The opposition media is desperate to take down Steve Bannon by any means necessary:
The issue of Bannon’s legal residency has been simmering since last summer, shortly after he became chief executive of Trump’s campaign. The Guardian reported in an Aug. 26 story that he was registered to vote at a then-vacant house and speculated that Bannon may have signed an oath that he was a Florida resident to take advantage of the state’s lack of state income taxes.
In California, where Bannon had lived and owned property for more than two decades, income tax can exceed 12 percent.
Bannon has not responded to repeated requests by The Washington Post to discuss the matter. Two Post reporters sought to independently verify his residency claims, using a wide array of publicly available information.
They obtained utility bills, court records, real estate transactions, state driver reports and the checks he wrote to pay municipal taxes in California.
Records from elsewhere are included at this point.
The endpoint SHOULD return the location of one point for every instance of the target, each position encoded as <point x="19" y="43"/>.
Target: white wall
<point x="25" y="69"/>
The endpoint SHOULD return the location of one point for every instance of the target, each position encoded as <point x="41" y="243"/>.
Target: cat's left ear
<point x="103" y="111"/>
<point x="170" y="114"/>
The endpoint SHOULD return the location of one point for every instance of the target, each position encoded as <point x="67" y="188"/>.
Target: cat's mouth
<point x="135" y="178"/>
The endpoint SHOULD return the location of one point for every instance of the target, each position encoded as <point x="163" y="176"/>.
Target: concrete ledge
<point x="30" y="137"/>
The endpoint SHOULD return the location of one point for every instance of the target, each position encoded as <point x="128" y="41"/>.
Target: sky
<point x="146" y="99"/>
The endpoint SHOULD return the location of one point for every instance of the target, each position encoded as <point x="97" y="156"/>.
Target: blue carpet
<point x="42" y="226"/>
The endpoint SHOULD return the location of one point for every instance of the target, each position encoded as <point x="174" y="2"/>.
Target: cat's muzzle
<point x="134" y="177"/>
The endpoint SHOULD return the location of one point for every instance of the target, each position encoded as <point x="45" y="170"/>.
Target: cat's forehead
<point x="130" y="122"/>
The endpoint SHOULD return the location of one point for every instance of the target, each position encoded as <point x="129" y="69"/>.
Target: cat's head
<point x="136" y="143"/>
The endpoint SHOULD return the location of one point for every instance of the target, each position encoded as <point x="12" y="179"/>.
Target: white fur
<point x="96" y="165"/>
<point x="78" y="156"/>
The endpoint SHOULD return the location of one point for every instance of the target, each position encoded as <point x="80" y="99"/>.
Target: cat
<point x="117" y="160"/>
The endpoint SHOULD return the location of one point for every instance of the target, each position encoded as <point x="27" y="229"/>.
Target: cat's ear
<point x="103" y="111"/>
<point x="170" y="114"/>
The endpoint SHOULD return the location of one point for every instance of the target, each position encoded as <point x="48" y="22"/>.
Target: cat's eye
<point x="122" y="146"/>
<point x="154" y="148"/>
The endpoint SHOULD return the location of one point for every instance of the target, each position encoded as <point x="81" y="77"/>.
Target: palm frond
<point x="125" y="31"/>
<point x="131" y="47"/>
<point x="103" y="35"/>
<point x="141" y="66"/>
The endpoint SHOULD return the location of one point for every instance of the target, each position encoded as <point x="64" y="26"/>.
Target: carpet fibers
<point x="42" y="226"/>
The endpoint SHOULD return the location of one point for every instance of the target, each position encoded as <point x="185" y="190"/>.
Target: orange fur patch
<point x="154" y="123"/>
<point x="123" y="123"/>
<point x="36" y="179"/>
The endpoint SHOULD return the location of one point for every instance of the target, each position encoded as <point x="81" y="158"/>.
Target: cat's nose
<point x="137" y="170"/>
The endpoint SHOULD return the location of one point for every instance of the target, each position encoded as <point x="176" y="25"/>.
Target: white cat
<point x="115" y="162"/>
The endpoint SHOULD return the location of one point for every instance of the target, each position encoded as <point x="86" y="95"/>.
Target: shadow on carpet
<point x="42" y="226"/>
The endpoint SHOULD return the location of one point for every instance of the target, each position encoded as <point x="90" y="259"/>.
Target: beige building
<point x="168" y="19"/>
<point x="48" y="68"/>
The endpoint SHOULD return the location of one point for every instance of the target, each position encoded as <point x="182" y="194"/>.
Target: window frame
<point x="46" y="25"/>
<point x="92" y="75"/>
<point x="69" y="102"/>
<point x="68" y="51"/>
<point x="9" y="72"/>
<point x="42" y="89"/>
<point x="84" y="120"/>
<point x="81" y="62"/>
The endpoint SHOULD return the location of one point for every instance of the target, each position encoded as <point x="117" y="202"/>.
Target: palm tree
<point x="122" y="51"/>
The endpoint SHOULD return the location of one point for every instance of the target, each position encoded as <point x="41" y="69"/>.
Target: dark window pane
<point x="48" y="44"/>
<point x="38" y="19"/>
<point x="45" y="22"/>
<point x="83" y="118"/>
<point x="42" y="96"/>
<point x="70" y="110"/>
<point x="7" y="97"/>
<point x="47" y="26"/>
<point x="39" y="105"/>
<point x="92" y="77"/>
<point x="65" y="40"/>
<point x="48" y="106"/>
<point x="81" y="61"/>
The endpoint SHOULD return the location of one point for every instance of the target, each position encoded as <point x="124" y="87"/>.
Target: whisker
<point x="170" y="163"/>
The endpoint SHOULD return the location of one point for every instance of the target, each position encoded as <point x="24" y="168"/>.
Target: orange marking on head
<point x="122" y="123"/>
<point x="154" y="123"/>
They interviewed neighbors, spoke with landlords and tracked his Breitbart-related activity.
In the digital age, when most Americans leave a clear footprint of their whereabouts, Bannon left a meandering trail filled with ambiguity, contradictions and questions. The Post found that Bannon left a negligible footprint in Florida. He did not get a Florida driver’s license or register a car in the state. He never voted in Florida, and neighbors near two homes he leased in Miami said they never saw him. His rent and utility bills were sent to his business manager in California.
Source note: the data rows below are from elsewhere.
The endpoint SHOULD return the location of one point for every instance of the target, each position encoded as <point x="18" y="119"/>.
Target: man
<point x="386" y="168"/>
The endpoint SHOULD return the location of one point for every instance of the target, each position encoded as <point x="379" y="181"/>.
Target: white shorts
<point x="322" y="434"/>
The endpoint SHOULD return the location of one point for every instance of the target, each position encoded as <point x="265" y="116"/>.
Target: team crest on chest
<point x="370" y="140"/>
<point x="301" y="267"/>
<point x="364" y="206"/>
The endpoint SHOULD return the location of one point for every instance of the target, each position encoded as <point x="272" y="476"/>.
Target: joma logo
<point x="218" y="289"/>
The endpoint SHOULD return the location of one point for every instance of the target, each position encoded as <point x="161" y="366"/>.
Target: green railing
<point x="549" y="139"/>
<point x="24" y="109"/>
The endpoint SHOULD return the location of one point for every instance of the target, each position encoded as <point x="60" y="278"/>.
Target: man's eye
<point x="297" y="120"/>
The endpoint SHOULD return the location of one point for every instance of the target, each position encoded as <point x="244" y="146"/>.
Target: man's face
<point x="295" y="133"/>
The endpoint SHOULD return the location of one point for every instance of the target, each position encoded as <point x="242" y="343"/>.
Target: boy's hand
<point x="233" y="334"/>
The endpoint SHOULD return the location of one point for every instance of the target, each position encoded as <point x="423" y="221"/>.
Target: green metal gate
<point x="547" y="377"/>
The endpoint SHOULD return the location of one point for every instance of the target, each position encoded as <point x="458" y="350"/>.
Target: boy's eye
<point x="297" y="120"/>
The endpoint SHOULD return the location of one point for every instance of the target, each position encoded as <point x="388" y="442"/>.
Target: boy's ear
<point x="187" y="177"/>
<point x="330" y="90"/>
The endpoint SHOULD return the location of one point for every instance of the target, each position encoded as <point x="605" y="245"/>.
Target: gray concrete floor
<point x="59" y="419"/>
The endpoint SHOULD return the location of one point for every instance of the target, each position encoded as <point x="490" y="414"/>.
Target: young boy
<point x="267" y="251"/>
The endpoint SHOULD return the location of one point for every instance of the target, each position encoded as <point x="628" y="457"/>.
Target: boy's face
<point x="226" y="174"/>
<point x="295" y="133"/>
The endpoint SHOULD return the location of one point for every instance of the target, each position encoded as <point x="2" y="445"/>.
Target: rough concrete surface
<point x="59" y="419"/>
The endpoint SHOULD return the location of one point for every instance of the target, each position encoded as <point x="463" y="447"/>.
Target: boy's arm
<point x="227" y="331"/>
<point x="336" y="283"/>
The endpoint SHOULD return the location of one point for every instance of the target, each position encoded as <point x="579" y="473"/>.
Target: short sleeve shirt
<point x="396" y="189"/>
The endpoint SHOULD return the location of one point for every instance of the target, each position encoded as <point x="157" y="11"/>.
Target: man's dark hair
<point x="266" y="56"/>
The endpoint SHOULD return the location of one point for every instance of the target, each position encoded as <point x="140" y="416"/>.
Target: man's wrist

Bannon’s former wife occupied the premises, according to a landlord and neighbors.
At the same time Bannon said he was living with his ex-wife, she was under investigation for involvement in a plot to smuggle drugs and a cellphone into a Miami jail, a law enforcement document obtained by The Post shows.
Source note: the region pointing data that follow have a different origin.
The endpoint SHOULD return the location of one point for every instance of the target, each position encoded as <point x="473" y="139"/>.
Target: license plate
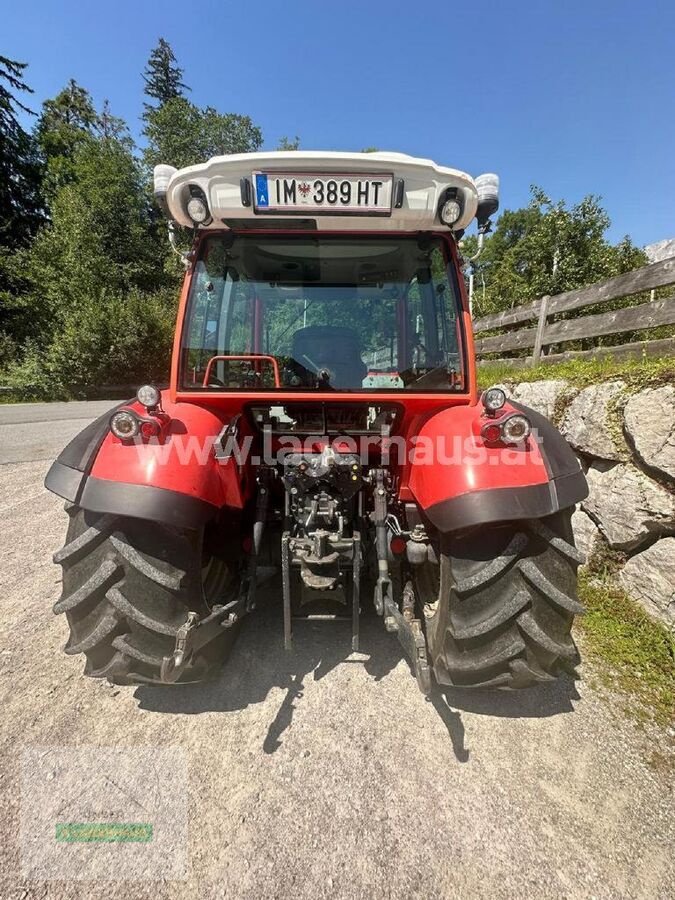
<point x="322" y="194"/>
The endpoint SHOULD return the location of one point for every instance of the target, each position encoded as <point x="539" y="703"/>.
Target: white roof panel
<point x="424" y="184"/>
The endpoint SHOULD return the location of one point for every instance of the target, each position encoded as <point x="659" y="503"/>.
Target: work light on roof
<point x="493" y="399"/>
<point x="197" y="210"/>
<point x="451" y="211"/>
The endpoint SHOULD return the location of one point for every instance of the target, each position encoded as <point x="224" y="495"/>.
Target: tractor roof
<point x="261" y="189"/>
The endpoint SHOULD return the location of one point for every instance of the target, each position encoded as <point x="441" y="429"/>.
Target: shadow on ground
<point x="259" y="663"/>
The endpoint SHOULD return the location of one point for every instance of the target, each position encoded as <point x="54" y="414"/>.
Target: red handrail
<point x="251" y="357"/>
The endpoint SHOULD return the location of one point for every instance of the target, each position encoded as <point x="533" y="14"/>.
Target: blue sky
<point x="578" y="97"/>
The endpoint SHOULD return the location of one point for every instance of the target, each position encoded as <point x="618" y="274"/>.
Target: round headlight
<point x="149" y="396"/>
<point x="516" y="429"/>
<point x="493" y="399"/>
<point x="124" y="425"/>
<point x="450" y="212"/>
<point x="197" y="210"/>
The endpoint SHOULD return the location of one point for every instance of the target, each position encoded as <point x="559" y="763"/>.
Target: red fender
<point x="459" y="480"/>
<point x="175" y="479"/>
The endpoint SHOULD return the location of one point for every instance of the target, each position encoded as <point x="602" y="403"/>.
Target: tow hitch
<point x="194" y="633"/>
<point x="410" y="636"/>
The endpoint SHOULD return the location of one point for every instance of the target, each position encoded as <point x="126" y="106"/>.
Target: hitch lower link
<point x="407" y="628"/>
<point x="195" y="633"/>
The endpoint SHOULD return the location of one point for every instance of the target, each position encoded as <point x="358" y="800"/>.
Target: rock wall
<point x="626" y="443"/>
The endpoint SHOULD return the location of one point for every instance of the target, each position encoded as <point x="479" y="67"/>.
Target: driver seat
<point x="334" y="348"/>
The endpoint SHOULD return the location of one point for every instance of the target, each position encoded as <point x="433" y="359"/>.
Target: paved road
<point x="315" y="774"/>
<point x="36" y="431"/>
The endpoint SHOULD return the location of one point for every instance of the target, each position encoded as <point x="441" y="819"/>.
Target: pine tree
<point x="66" y="122"/>
<point x="21" y="208"/>
<point x="163" y="76"/>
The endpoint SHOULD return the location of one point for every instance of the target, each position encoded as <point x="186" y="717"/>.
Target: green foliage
<point x="107" y="338"/>
<point x="181" y="134"/>
<point x="66" y="123"/>
<point x="638" y="372"/>
<point x="21" y="208"/>
<point x="546" y="248"/>
<point x="286" y="143"/>
<point x="163" y="76"/>
<point x="100" y="234"/>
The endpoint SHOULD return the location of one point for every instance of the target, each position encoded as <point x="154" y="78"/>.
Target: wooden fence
<point x="549" y="328"/>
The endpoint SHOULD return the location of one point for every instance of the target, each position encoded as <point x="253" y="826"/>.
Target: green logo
<point x="103" y="832"/>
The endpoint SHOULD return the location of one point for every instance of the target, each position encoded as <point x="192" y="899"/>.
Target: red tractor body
<point x="322" y="416"/>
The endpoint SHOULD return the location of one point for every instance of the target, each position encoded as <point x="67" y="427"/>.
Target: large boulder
<point x="627" y="505"/>
<point x="585" y="533"/>
<point x="649" y="577"/>
<point x="649" y="422"/>
<point x="588" y="425"/>
<point x="542" y="396"/>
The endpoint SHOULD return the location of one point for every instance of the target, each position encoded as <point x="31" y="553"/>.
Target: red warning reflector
<point x="492" y="433"/>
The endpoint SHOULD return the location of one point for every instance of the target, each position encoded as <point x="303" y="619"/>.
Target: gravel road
<point x="320" y="773"/>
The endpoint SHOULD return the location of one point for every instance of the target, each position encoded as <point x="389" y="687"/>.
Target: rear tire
<point x="128" y="585"/>
<point x="499" y="605"/>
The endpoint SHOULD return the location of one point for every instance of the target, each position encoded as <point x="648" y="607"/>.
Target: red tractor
<point x="322" y="419"/>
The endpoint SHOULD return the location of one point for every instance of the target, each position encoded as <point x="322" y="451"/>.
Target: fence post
<point x="541" y="325"/>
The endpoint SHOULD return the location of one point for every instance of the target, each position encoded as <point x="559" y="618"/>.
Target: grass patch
<point x="637" y="372"/>
<point x="638" y="653"/>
The Post learned that state prosecutors in Miami have an active investigation into Bannon’s assertions that he was a Florida resident and qualified to vote in the state from 2014 to 2016. In late August, investigators subpoenaed Bannon’s lease of a Coconut Grove home and other documents. They also contacted the landlords of that home and another that Bannon leased nearby, and sought information from a gardener and handyman who worked at one of the homes, according to documents and interviews.
Because state laws do not clearly define residency, making a false registration case can be difficult.
The danger, as I can personally testify, is that some state agents are willing to lie, ignore conclusive evidence, and make blatantly false residence claims. The Minnesota Department of Revenue eventually gave up and settled its absurd case against my father, two years after illegally seizing his house there for “unpaid taxes”, because it relied upon an agent pretending that two flights, one back to Florida and another one up to Minnesota, had not taken place even though my father provided the electronic and paper evidence that he had been on them. Erasing those flights added several nonexistent weeks to his time in Minnesota, just enough to permit them to make a false claim of his residence there and claim that he owed taxes that he manifestly did not.
Agencies love the nebulous “footprint” standard, which they prefer to the hard and fast residency laws that clearly enumerate the number of days one has to be physically present in a state in order to be a resident there. Some dirt, you see, is so magic that it sticks to you wherever you go.
In my father’s case, the entire family knew the MDR claim to be false, because we had all been with him at his house in Naples at one point or another during the time he was supposedly in Minnesota. But the agent ignored literally all the evidence, documentary and testimonial, in order to lay the foundation for a false residence claim. He’s dead now. Karma can be a bitch.
Anyhow, this would be an excellent time for the God-Emperor to return the favor and order investigations into the personal lives of the Post reporters who are so determined to dig up dirt on Bannon.